The aim of AutoDC is to provide an innovative design framework for autonomous data centers.
Autonomous data centers should be able to, without any human intervention, from a best effort perspective continue its operation and self-heal independent of contextual interference, such as intermittent power failure or overheating to name a few.
The usage scenarios range from large to mega-scale data centers being colocation, wholesale or web, edge data centers, remote data centers and data centers in developing countries.
With an expected continued growth in the data center market, the cost of operating and maintaining the data center footprint will increase. The administration and maintenance cost in large and mega-scale data centers is one third of the OPEX and challenges in this market segment are due to the vast amount of equipment and personnel.
Part of the growth, except in the usage scenario of mega-scale data centers, is predicted to be in the market segment of edge computing, where infrastructure is close to application usage such as urban areas, intra-urban transportation routes and areas of dense congregation of devices.
These future requirements will need distributed data centers and equipment leading to an increase in the cost of operation and maintenance.
The project will specify and design data centers to be fully autonomous, with no requirements for on-site maintenance, and preferably minimum remote maintenance. Beyond the obvious need for adding more redundancy in the form of back-up components, this level of autonomy will require a detailed knowledge of the ecosystem’s condition and context. It also requires beyond state-of-the-art ability to autonomously detect failures and maintenance activities as well as controlling the environment employing AI trained software, without human intervention.
In addition to significant OPEX reductions, due to lower maintenance and operation costs, autonomous data centers also become key enablers of markets in developing countries, where the lack of on-site knowledge and staff inhibits their journey towards digitalization. Another interesting use-case and market is remotely located data centers, which have high maintenance costs.

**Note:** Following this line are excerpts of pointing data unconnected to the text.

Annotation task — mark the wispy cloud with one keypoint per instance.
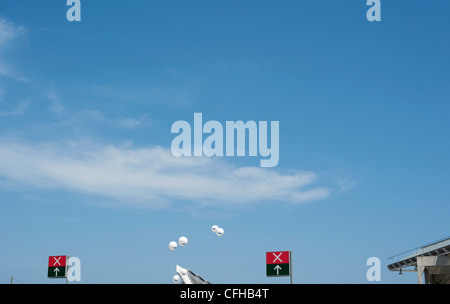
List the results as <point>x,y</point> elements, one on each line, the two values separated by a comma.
<point>9,32</point>
<point>149,177</point>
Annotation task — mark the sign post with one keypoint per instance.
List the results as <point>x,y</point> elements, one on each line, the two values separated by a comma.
<point>57,266</point>
<point>279,264</point>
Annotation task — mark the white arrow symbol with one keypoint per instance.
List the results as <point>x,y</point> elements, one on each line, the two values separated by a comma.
<point>277,268</point>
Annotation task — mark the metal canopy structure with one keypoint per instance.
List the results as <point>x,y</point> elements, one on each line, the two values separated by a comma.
<point>431,260</point>
<point>189,277</point>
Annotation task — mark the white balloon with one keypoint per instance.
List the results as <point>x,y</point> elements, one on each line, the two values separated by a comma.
<point>220,231</point>
<point>182,241</point>
<point>176,278</point>
<point>214,228</point>
<point>173,245</point>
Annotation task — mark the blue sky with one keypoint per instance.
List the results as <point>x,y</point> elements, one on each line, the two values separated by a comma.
<point>86,110</point>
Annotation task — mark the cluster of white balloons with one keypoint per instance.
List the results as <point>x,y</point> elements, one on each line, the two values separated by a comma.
<point>176,278</point>
<point>217,230</point>
<point>182,241</point>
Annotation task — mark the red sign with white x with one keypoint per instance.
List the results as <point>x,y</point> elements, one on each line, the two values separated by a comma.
<point>57,261</point>
<point>278,257</point>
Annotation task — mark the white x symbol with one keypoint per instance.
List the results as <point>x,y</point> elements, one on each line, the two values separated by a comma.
<point>277,257</point>
<point>56,261</point>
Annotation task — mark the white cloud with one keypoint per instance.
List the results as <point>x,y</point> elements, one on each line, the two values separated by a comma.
<point>149,177</point>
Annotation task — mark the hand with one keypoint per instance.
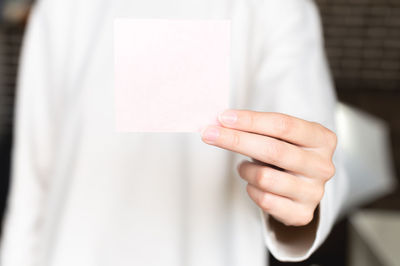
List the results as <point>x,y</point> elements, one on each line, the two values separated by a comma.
<point>292,160</point>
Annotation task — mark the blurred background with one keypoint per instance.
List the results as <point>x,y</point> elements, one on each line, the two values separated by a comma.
<point>362,39</point>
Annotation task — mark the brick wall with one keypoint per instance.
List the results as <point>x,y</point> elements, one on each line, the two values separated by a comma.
<point>362,39</point>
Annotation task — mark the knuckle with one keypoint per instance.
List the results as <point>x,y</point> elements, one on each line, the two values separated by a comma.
<point>260,177</point>
<point>318,193</point>
<point>265,202</point>
<point>329,170</point>
<point>235,139</point>
<point>284,125</point>
<point>274,153</point>
<point>331,139</point>
<point>251,120</point>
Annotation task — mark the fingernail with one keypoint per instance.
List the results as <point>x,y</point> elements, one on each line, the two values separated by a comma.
<point>210,134</point>
<point>228,117</point>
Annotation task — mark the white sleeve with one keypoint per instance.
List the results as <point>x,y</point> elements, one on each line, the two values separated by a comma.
<point>31,149</point>
<point>293,78</point>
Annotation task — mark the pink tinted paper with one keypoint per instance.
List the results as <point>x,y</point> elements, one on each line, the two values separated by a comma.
<point>170,75</point>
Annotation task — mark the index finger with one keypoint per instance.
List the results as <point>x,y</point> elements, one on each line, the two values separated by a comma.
<point>288,128</point>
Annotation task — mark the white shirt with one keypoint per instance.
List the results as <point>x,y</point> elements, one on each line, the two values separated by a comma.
<point>83,194</point>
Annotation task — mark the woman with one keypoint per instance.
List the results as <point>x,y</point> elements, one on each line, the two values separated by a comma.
<point>85,195</point>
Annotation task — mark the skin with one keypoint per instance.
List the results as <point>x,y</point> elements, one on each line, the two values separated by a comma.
<point>291,160</point>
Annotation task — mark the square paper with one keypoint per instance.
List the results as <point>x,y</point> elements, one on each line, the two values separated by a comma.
<point>170,75</point>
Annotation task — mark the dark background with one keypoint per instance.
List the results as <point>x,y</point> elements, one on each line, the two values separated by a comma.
<point>363,47</point>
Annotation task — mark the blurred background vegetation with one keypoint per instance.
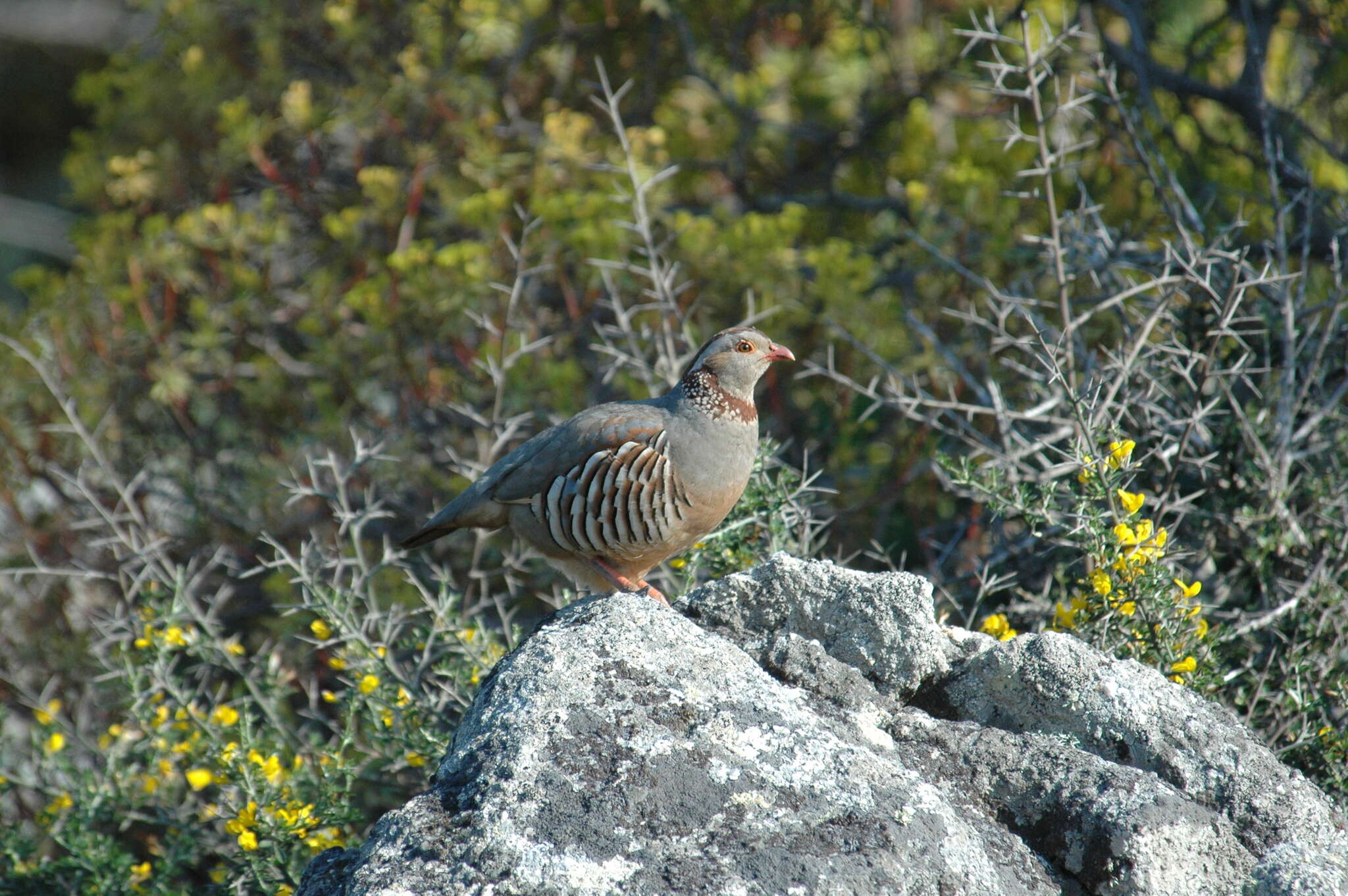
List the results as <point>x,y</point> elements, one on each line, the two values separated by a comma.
<point>242,231</point>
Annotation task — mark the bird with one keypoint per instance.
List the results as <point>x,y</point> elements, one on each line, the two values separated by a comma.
<point>616,489</point>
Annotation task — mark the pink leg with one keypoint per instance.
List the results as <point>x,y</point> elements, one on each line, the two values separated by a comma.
<point>629,585</point>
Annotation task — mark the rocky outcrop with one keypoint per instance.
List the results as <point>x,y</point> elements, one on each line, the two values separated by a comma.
<point>810,730</point>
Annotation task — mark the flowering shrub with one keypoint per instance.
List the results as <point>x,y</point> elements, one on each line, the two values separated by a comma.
<point>1129,597</point>
<point>217,762</point>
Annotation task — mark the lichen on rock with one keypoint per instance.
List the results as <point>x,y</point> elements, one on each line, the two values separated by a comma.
<point>805,728</point>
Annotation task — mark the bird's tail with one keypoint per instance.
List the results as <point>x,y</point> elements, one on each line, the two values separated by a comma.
<point>467,511</point>
<point>425,535</point>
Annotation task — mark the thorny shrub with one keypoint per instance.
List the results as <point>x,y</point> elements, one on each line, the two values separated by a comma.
<point>207,757</point>
<point>1153,411</point>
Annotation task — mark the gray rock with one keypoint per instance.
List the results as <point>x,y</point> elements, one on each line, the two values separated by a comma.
<point>627,749</point>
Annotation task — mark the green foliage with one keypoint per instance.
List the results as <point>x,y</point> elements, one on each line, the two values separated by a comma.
<point>303,221</point>
<point>201,760</point>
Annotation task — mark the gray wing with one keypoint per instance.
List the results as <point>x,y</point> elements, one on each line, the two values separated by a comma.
<point>609,489</point>
<point>531,468</point>
<point>529,473</point>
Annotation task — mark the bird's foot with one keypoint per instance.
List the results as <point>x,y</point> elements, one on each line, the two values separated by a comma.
<point>650,591</point>
<point>629,585</point>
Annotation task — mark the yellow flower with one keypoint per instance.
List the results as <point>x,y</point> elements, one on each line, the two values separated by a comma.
<point>43,716</point>
<point>1064,616</point>
<point>1101,582</point>
<point>1120,453</point>
<point>200,778</point>
<point>1189,591</point>
<point>1131,500</point>
<point>224,716</point>
<point>998,627</point>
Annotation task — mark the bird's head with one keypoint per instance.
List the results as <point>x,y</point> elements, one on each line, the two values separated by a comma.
<point>738,359</point>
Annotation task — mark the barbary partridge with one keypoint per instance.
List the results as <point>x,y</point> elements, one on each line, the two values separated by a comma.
<point>621,487</point>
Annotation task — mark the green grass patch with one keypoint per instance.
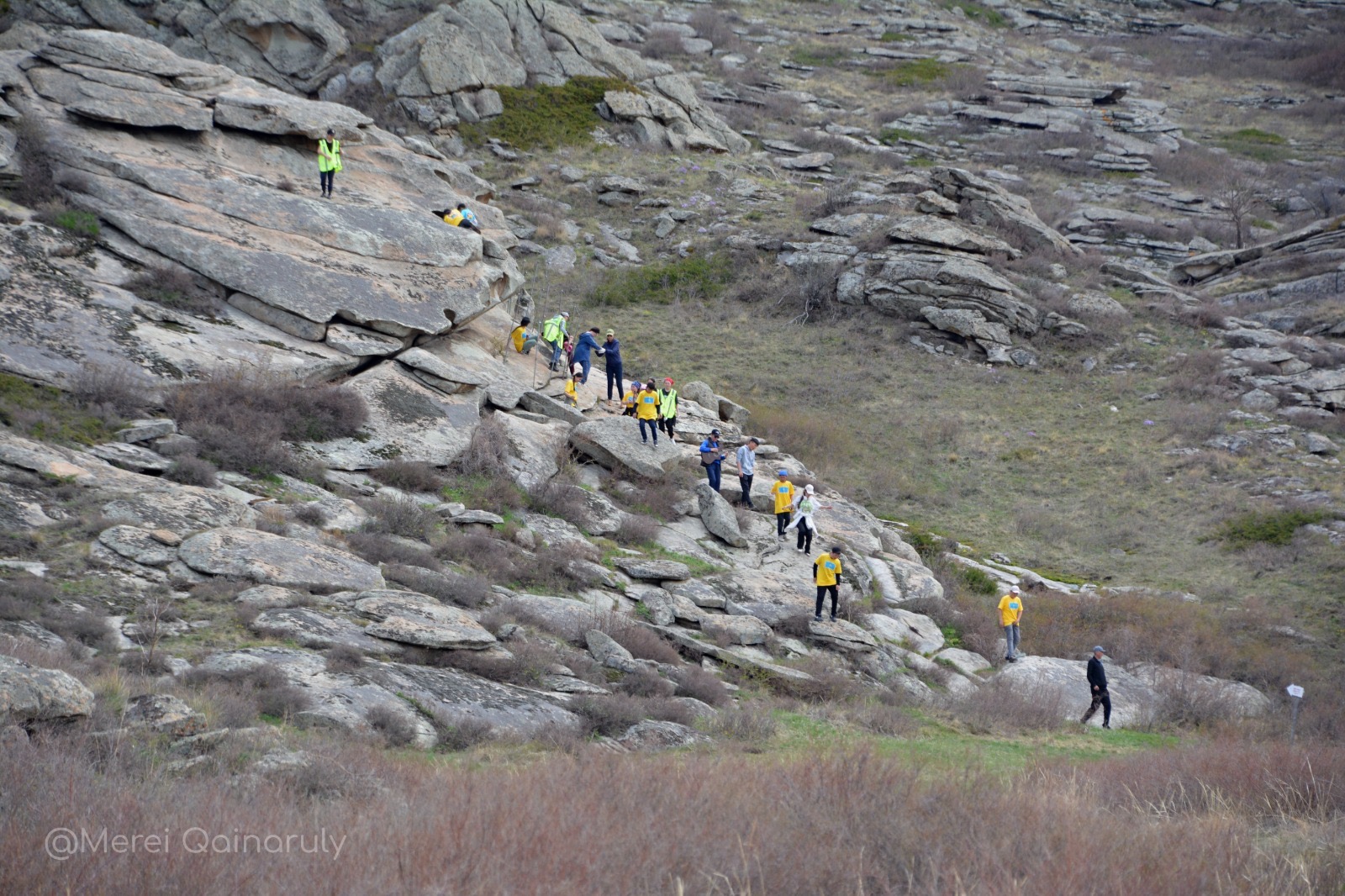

Fulfilling the vision of completely autonomous data centers requires many technologies to be combined in the technical value chain. Data center complexity is increasing and there is a need for holistic and integrated approaches. Developments in modular data center components lend themselves to applications, and will facilitate this project by enabling experimentation to take place in laboratory environments. However, the concepts developed will be clearly scalable to larger applications.
Sensors measuring the physical properties of components and their environment in addition to equipment that monitors power and cooling must be well integrated and improved from today’s state-of-the-art offerings. Innovative and sophisticated control peripherals will also be required to
replace human intervention.
A powerful data analytics engine is required to achieve data collection from the various monitoring systems, which is then consolidated with external data sources and periodically stored as appropriate records to allow for both real-time and off-line ecosystem modelling and machine
learning data analysis. The analytics results will ensure proper actions are applied to the control systems for optimised power, cooling, network and server operation, which is essential to maintain the data center “health” within desired parameters to reach identified target KPI values.
Expected project outcomes and dissemination:
The consortium consists of partners from Europe (SE, FI) and Canada, with Ericsson, ABB, Granlund and Swegon being the major industry partners. Several relevant SMEs, including Swedish Modules, OP5, Hi5, Clavister, Comsys, SEECooling, Missing Link Technologies, Mariner partners, ionSign, OuluDC, HitSeed, Cumucore and SenSoftia bring valuable hands-on experience. A group of respected research organizations and universities provide academic excellence in several fields of research to achieve this novel vision of autonomous data centers.
By the end of the project our aim is to have a reference design for an autonomous datacenter ready to for construction, possibly also a proof-of-concept during project. Along the project, we will test and demonstrate important technology steps using the RISE SICS North datacenter lab SICS
ICE (http://ice.sics.se). By using this laboratory we can do full scale test with up to 100kW load in a safe environment. Simulation of power outage, network interference and other possible failures can easily be simulated without tampering on security and data integrity, which would be the case if using a commercial datacenter. Other dissemination activities include demos and presentation at datacenter conferences, publication in scientific journals and conferences.